It was mostly sunny  when  I began my hike on  the leaf covered trail.  It is so different here in mid-November. In the warm months the wetlands are so colorful and alive. Bird song, frog peeping and croaking, and insects buzzing and chirping fill the air. On Saturday it was quiet and somber as I walked on the brown fallen leaves. 

However there was still some color as a few  colorful leaves still clung to the trees, shrubs and vines along the trail including the red oak leaves, 

the  blackberry brambles.

the yellow maples.

Although many of the berries had already been consumed by the birds that remained in the wetlands,  a few still clung to the bare branches including the common winterberry and

autumn olive. 

And, although it was quiet and there was a lot less wildlife activity in the warmer months I still saw a few birds as I walked under the bare trees in the wetlands.
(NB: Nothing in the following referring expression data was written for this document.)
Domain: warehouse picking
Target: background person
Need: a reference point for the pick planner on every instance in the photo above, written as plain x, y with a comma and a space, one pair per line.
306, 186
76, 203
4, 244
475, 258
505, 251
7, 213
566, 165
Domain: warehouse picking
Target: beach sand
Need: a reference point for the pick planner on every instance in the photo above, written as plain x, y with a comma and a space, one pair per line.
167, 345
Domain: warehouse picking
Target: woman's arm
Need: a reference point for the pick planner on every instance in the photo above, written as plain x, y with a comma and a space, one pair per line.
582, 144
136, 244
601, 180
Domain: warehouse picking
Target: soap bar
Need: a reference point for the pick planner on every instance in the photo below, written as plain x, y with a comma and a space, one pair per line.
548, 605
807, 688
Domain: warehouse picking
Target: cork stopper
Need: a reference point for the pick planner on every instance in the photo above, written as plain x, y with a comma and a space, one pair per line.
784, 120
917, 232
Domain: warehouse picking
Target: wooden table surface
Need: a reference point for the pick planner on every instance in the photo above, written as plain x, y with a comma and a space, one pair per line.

A few song sparrows fluttered in the leafless trees. 

and I saw what I think are a few pine siskins. Again, when I am unsure of an identification, please feel free to comment and correct me. 

There were also quite a few white-throated  sparrows  fluttering near the ground.

And  a few chipmunks and squirrels gathering and storing acorns.

Some clouds formed as I walked over to the river lands area of the preserve. 

Near lake Took-A While I heard a pair of king fishers chattering as they flew overhead but they didn’t get near enough for me to get a photograph.

As I walked along the lake I  noticed this mockingbird  on a tree branch. I believe it is the same one that returns every fall and remains here for the Winter. 

There were also a few cardinals 

and woodpeckers in the trees along the trail. 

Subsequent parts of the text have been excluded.